County shouldn’t appeal ballot ruling
As we learned in the Friday, Sept. 6, edition of the Butler Eagle, a three-member Commonwealth Court panel ruled that voters whose mail-in ballots are rejected for a variety of reasons can cast a provisional ballot.
The ruling is in a lawsuit filed by two Butler County voters, Faith Genser and Frank Matis, who had their mail-in ballots rejected during the April Primary Election and then also had the provisional ballots they submitted rejected. Both Genser and Matis failed to place their mail-in ballots in the blank secrecy envelope as required.
The county Bureau of Elections notified both their mail-in ballots wouldn’t be counted.

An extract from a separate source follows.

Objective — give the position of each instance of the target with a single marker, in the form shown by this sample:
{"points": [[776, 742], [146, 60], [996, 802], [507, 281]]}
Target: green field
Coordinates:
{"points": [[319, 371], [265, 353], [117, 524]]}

Attorneys for the voters had argued that state law allows for a voter to cast a provisional ballot in such cases, an argument the Bureau of Elections and a Common Pleas Court judge rejected.
A higher court has sided with the voters, and while the county has several days to decide whether to file an appeal, we firmly believe they should not.

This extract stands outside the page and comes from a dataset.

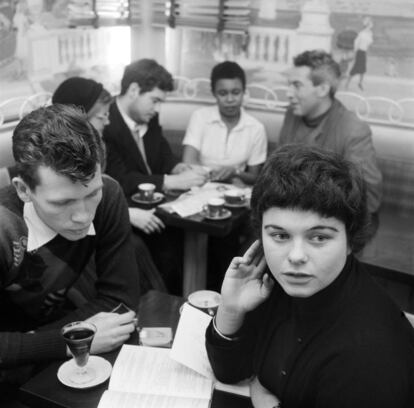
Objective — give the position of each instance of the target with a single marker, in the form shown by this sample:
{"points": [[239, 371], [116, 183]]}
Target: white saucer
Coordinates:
{"points": [[238, 205], [157, 198], [101, 367], [225, 214], [204, 299]]}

The rejection of the ballots because they weren’t properly submitted was a reasonable decision. But there is an overriding interest in making sure every eligible voter who wants to cast a ballot has the ability, and that their votes are counted.
Election security matters, but that isn’t the issue in this case. This case is about ensuing access to voting to everyone.
One of the real concerns this situation raised was there is no consistency from county to county about how to cure mail-in ballots that have some kind of error.
This decision offers a statewide standard for ballot curing, something that was sorely needed.